In all, Enron now sits on about $12 billion in cash, generated through asset sales and recoveries from investment banks including J.P. Morgan Chase and the Royal Bank of Scotland. Litigation continues against five more banks, led by Citigroup and Credit Suisse First Boston, which Enron accuses of aiding and abetting fraud by its previous management team. Their civil trial is set for July 2007.

About 300 people continue to work at Enron's modest headquarters in Houston, a far cry from the gleaming downtown office towers it once occupied. The sculpted tilted-E logo, a one-ton beh-E-moth that stood in front of corporate headquarters, has been liquidated, too - for $44,000.

The company also employs 30 more people at a warehouse on the outskirts of town, where they oversee document requests from lawyers and investigators. A federal grand jury continues to hear evidence about wrongdoing at Enron. Board members say it is impossible to predict how much Enron's 30,000 creditors will ultimately receive. They continue to sift through claims, which once reached $1 trillion. Eventually, they hope to return about 20 cents on the dollar to creditors whose claims they deem valid. Disbursals are planned twice a year.

In the meantime, the lawyers, accountants and turnaround experts who guided the company through bankruptcy have collected or are seeking substantial amounts. Stephen F. Cooper, the corporate executive who served as Enron's interim chairman, wants a $25 million success fee - besides his $1.3 million salary and extra consulting fees the company paid several of his associates at Kroll Zolfo Cooper LLC.

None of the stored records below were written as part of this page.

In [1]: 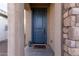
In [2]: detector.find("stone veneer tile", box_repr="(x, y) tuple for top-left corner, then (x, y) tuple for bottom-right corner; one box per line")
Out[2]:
(71, 16), (76, 26)
(64, 52), (69, 56)
(76, 3), (79, 7)
(68, 47), (79, 56)
(76, 41), (79, 48)
(63, 34), (68, 38)
(76, 15), (79, 26)
(68, 27), (79, 40)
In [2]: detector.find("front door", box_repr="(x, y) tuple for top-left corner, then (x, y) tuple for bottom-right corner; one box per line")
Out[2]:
(32, 8), (47, 44)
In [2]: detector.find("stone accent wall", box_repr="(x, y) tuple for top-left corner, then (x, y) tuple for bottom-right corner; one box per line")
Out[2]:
(63, 3), (79, 56)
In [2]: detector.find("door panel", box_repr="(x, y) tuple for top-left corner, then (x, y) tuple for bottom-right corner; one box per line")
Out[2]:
(32, 8), (47, 44)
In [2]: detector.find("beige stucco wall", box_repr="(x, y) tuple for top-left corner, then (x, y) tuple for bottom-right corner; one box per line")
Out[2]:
(48, 4), (61, 56)
(24, 4), (31, 45)
(26, 4), (61, 56)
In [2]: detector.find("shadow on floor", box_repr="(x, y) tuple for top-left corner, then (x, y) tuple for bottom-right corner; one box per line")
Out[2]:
(24, 47), (54, 56)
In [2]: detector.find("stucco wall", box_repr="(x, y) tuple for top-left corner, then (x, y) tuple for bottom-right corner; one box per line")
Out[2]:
(48, 4), (61, 56)
(0, 16), (8, 41)
(24, 4), (32, 45)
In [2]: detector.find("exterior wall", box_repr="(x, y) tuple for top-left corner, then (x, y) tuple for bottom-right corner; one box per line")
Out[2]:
(63, 3), (79, 56)
(0, 13), (8, 56)
(24, 4), (32, 45)
(48, 4), (61, 56)
(0, 16), (8, 41)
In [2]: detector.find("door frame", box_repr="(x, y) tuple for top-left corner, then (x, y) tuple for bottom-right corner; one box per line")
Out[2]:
(31, 7), (48, 45)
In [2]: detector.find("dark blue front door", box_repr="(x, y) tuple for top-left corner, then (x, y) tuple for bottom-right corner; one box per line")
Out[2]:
(32, 8), (47, 44)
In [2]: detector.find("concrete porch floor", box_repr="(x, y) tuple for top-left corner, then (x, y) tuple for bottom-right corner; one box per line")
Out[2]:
(24, 47), (54, 56)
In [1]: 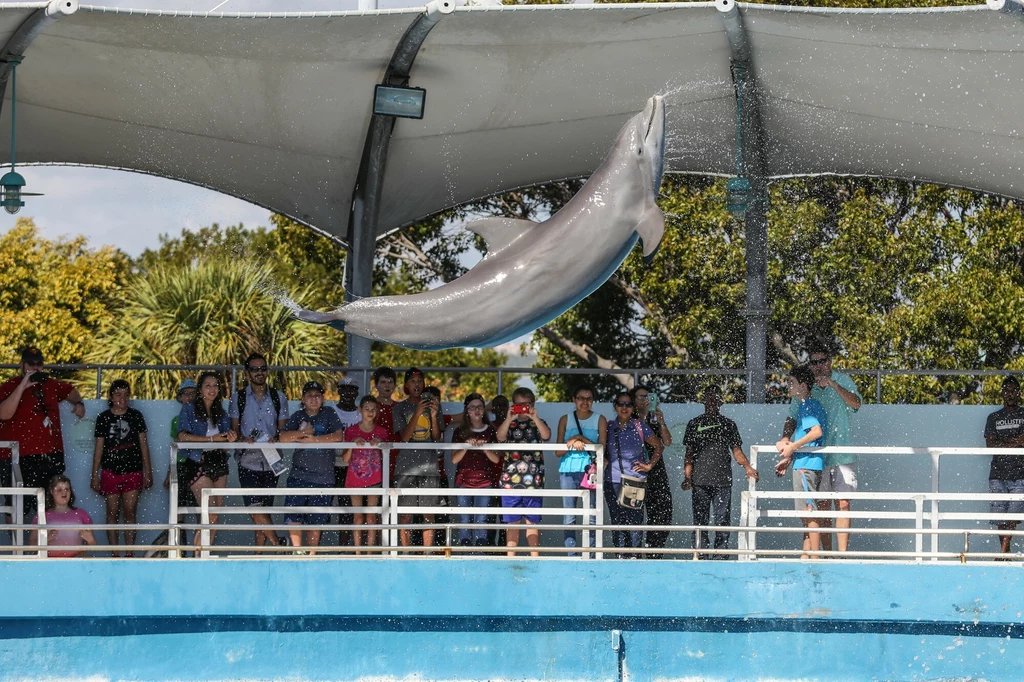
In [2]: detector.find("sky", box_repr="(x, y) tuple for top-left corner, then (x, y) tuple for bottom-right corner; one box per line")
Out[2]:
(0, 0), (540, 364)
(0, 0), (411, 256)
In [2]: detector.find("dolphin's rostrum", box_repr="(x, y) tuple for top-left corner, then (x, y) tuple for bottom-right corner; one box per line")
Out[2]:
(295, 96), (665, 350)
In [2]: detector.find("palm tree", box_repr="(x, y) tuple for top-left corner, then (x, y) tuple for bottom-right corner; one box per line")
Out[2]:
(85, 252), (343, 398)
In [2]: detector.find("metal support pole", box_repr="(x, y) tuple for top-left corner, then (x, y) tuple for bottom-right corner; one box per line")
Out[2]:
(745, 189), (768, 402)
(345, 0), (455, 372)
(715, 0), (768, 402)
(985, 0), (1024, 19)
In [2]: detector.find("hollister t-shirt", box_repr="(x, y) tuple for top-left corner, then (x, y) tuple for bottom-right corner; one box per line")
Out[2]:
(452, 424), (498, 487)
(95, 408), (145, 474)
(985, 407), (1024, 480)
(683, 414), (743, 486)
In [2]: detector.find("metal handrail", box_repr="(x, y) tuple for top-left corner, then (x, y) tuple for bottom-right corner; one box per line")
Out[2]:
(0, 440), (25, 545)
(739, 444), (1024, 552)
(168, 441), (604, 557)
(8, 363), (1024, 402)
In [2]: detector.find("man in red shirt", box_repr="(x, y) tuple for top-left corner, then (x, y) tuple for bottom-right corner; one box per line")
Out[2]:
(0, 347), (85, 518)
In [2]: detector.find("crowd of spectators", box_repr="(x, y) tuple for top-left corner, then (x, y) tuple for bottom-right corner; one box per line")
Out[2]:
(0, 344), (1024, 559)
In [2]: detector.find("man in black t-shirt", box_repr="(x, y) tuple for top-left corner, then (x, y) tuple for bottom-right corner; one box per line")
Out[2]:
(682, 384), (758, 559)
(985, 377), (1024, 554)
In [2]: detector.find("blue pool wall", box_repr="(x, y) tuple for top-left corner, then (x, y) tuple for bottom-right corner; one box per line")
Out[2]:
(0, 559), (1024, 682)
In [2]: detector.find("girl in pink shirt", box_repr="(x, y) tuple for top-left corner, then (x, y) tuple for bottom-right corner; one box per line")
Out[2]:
(29, 474), (96, 557)
(343, 395), (390, 554)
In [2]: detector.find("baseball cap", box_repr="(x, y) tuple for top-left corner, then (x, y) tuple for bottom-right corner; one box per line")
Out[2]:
(302, 381), (324, 395)
(22, 346), (43, 365)
(174, 379), (199, 397)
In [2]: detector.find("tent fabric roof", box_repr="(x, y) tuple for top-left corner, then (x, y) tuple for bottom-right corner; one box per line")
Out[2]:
(0, 3), (1024, 239)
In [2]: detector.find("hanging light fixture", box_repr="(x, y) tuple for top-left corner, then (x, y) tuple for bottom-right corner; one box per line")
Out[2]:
(725, 63), (753, 220)
(0, 57), (42, 215)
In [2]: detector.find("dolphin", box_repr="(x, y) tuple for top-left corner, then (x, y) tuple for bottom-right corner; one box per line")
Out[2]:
(294, 95), (665, 350)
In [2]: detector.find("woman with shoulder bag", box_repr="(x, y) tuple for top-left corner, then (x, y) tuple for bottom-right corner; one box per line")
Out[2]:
(604, 391), (663, 559)
(555, 384), (608, 556)
(177, 372), (239, 546)
(630, 386), (672, 559)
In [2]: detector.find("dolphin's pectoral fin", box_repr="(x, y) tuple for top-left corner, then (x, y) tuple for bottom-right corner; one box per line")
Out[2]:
(637, 208), (665, 263)
(466, 218), (540, 256)
(292, 308), (345, 332)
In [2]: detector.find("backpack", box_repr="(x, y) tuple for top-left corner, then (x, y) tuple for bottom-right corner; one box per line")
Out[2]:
(239, 386), (281, 428)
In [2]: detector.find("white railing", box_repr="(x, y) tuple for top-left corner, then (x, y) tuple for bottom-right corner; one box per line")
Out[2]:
(738, 445), (1024, 558)
(168, 442), (604, 557)
(0, 440), (25, 545)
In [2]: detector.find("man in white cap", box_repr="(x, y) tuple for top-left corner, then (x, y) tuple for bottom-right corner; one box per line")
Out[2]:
(0, 347), (85, 518)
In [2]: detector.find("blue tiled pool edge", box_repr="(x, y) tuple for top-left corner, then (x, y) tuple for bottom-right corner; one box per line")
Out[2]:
(0, 559), (1024, 681)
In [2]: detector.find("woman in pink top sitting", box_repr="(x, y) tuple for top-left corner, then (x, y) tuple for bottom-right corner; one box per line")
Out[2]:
(29, 474), (96, 557)
(346, 395), (391, 554)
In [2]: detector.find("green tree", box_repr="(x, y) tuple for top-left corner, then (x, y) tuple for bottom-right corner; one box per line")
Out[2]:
(0, 218), (129, 363)
(85, 254), (329, 398)
(141, 212), (515, 400)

The law firm of R. Neal Batson, who prepared several reports as the company's court-appointed bankruptcy examiner over an 18-month period, took home $90 million.

Dozens of other professional advisers billed more than $1 billion, making the Enron bankruptcy the costliest ever, said University of California at Los Angeles law professor Lynn M. LoPucki.

Enron's current directors are well compensated for their work, which they say is more akin to a management role than a traditional corporate board position. Each was recruited to handle a specific issue. Ray, who negotiates with investment banks and others, makes $1.2 million per year. California investment banker and vice chairman Robert M. Deutschman, who helps with valuing and spinning off the assets, collects $420,000. Three other directors, including Latimer, earn $300,000. Stephen D. Bennett, who has a background in the steel industry, monitors costs and budgets. Rick A. Harrington, a former top lawyer at Conoco Phillips, reviews litigation and regulatory issues.

"The immediate cause of the high fees in Enron is the number of professional firms hired to work on the case," said LoPucki, author of a book on problems with the bankruptcy system.

Michael J. Missal, a legal adviser to the bankruptcy examiner in the WorldCom Inc. case, attributed some of the high fees to unwinding sophisticated business partnerships Enron used to conceal debt and pump up earnings.

Even so, Missal said, "I'm not sure that anyone knew it was going to be this large at the beginning."